A memorial service will be held Friday, July 27, at 11 a.m. at Congregation Beth Am, 26790 Arastradero Road, Los Altos Hills. In lieu of flowers he has requested that donations be made to Congregation Beth Am (www.betham.org) or The Palo Alto Rotary (www.rotarypaloalto.org).
Political scientist and scholar Elaine Windrich died in Redwood City, Calif., on July 18 from complications of emphysema. She was 90.
She was born Elaine Windreich in San Francisco on Nov. 29, 1921, the daughter of Sam and Ruth (Miller) Windreich. Her father, who worked as a salesman, was a native of Austria; her mother was from California.
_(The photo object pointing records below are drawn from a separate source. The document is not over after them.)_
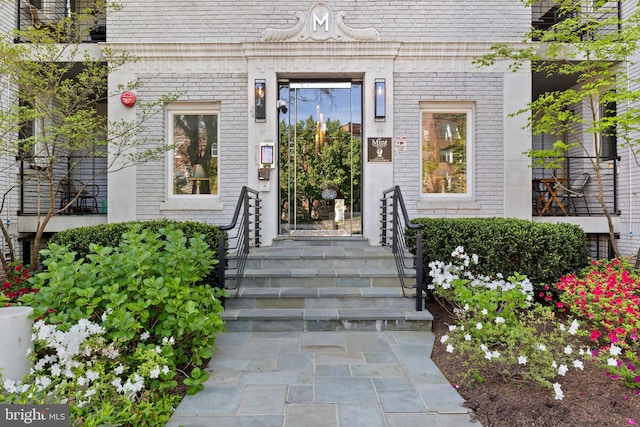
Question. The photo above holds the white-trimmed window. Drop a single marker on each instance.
(446, 149)
(194, 132)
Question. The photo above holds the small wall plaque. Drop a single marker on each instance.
(379, 149)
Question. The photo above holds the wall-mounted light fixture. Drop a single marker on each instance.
(199, 175)
(128, 98)
(261, 100)
(381, 99)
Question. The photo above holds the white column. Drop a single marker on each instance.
(517, 140)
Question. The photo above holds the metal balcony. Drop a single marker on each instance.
(47, 14)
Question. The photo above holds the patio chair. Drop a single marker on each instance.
(576, 191)
(87, 201)
(38, 17)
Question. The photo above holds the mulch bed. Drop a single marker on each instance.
(590, 398)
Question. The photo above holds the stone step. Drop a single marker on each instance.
(309, 241)
(322, 284)
(320, 278)
(321, 298)
(357, 319)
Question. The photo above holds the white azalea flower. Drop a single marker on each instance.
(558, 390)
(574, 327)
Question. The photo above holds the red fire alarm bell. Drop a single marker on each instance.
(128, 98)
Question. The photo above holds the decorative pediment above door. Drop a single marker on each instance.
(320, 24)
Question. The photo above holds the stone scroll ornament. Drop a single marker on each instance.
(320, 24)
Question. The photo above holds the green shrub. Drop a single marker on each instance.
(543, 252)
(79, 239)
(148, 285)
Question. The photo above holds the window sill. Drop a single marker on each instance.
(448, 204)
(192, 203)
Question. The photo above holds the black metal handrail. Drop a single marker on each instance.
(237, 239)
(407, 250)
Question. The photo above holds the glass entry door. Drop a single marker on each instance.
(320, 146)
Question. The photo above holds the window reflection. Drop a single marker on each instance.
(195, 163)
(444, 152)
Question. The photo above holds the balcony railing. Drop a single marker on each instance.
(69, 179)
(582, 203)
(47, 14)
(546, 15)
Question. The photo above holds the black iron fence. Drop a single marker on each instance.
(237, 239)
(80, 182)
(545, 15)
(47, 14)
(407, 251)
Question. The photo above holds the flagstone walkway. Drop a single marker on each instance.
(334, 379)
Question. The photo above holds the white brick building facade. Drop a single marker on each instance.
(212, 54)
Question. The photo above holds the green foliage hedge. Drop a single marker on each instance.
(110, 235)
(541, 251)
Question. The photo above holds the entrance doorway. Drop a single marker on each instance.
(320, 158)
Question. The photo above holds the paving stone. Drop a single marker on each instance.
(345, 390)
(295, 361)
(360, 415)
(332, 371)
(212, 400)
(228, 421)
(401, 402)
(300, 394)
(310, 415)
(263, 400)
(377, 370)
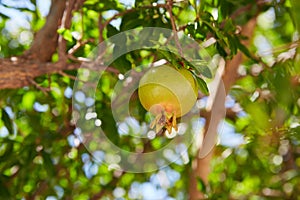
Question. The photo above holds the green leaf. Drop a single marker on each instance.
(7, 121)
(200, 66)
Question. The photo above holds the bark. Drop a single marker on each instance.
(20, 72)
(201, 167)
(45, 40)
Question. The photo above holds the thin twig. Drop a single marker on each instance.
(120, 14)
(169, 9)
(66, 24)
(44, 90)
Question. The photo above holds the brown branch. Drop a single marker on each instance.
(17, 73)
(201, 167)
(169, 9)
(120, 14)
(45, 40)
(66, 24)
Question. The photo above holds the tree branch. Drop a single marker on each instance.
(17, 73)
(45, 41)
(201, 167)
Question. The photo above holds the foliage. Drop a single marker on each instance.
(41, 155)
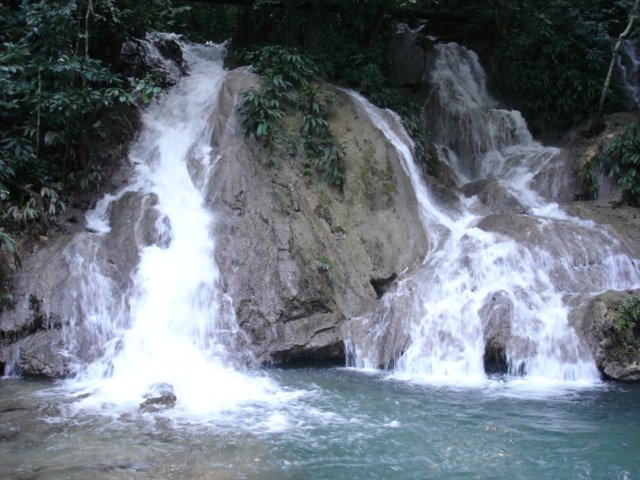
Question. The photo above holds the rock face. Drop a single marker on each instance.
(617, 352)
(300, 257)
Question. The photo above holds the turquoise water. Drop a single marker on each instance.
(347, 425)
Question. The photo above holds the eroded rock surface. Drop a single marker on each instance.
(298, 255)
(616, 351)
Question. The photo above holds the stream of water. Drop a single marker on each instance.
(350, 425)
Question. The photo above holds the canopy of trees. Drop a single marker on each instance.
(59, 67)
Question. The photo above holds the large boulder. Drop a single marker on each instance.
(298, 257)
(616, 350)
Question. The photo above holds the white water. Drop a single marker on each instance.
(432, 327)
(175, 329)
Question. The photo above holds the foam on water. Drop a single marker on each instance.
(433, 327)
(176, 331)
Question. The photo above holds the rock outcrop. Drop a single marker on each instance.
(300, 257)
(616, 350)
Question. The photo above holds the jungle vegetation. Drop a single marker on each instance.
(61, 76)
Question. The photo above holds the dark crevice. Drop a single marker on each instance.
(382, 285)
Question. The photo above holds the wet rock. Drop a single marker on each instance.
(158, 54)
(494, 196)
(41, 355)
(159, 398)
(616, 352)
(297, 255)
(408, 57)
(496, 315)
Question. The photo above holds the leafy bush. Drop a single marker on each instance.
(620, 158)
(287, 87)
(52, 93)
(628, 315)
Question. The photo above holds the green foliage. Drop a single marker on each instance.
(324, 264)
(628, 315)
(52, 93)
(620, 158)
(549, 56)
(9, 245)
(287, 88)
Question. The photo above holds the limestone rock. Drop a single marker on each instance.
(617, 354)
(277, 225)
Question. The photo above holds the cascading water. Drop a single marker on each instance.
(491, 294)
(174, 332)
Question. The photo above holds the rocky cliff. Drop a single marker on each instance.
(298, 257)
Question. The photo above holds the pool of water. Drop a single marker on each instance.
(345, 424)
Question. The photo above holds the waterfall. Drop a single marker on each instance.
(493, 292)
(171, 330)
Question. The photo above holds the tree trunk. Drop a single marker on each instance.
(632, 17)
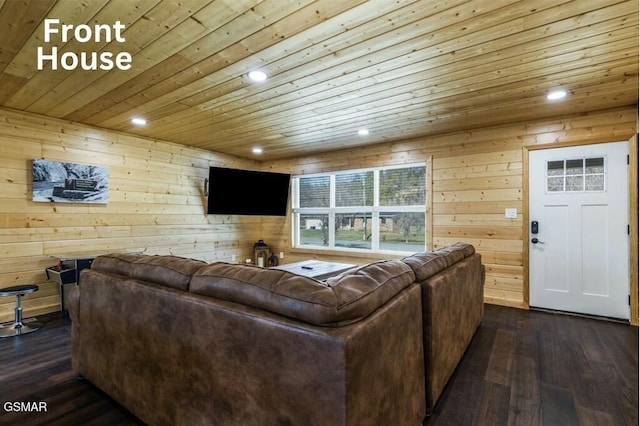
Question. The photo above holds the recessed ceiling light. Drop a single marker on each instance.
(258, 75)
(556, 94)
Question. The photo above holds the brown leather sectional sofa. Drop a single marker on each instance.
(180, 342)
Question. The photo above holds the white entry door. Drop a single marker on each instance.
(578, 255)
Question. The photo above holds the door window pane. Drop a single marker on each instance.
(575, 167)
(575, 183)
(555, 184)
(576, 175)
(555, 168)
(594, 165)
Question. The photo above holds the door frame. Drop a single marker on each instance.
(633, 220)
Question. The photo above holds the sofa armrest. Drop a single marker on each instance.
(453, 306)
(73, 303)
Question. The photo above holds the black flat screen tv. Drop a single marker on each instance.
(247, 192)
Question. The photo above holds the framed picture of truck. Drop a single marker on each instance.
(60, 182)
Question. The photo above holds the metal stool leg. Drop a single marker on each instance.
(18, 327)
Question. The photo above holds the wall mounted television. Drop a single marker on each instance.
(247, 192)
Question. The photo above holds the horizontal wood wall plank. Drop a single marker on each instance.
(156, 204)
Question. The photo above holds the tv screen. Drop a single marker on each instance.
(247, 192)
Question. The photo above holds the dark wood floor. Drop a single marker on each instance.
(522, 368)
She earned three degrees from the University of California, Berkeley, culminating with a Ph.D. in 1947. Her dissertation topic was British foreign policy during the Spanish Civil War.
She was an assistant professor of political science at Stanford from 1948 to 1953. She moved to London to be a lecturer at the University of London and served as a research officer for the Parliamentary Labour Party from 1959 to 1964.
She returned to Stanford as a visiting scholar from 1973 to 1980 and lived in Zimbabwe from 1980 to 1984, serving as a consultant to Zimbabwe Mass Media Trust and the Ministry of Information. She was also a visiting scholar at the University of California, Los Angeles, for several years before retiring at Stanford.
She authored "The British Labour Party's Foreign Policy" (Stanford University Press, 1953), "The Rhodesian Problem: A Documentary Record" (Routledge & Kegan Paul, 1975), "Britain and the Politics of Rhodesian Independence" (Holmes & Meier, 1978), "The Mass Media and the Struggle for Zimbabwe" (Mambo Press, 1981) and "The Cold War Guerrilla: Jona Savimbi, the U.S. Media, and the Angolan War" (Greenwood Press, 1992).
She is survived by her brother, Leland Windreich of Vancouver, Canada; and many friends and colleagues.
Memorial donations may be made to the Memorial Fund, Stanford University Libraries; the Hoover Institution Library & Archives, Stanford University; or Amnesty International, USA.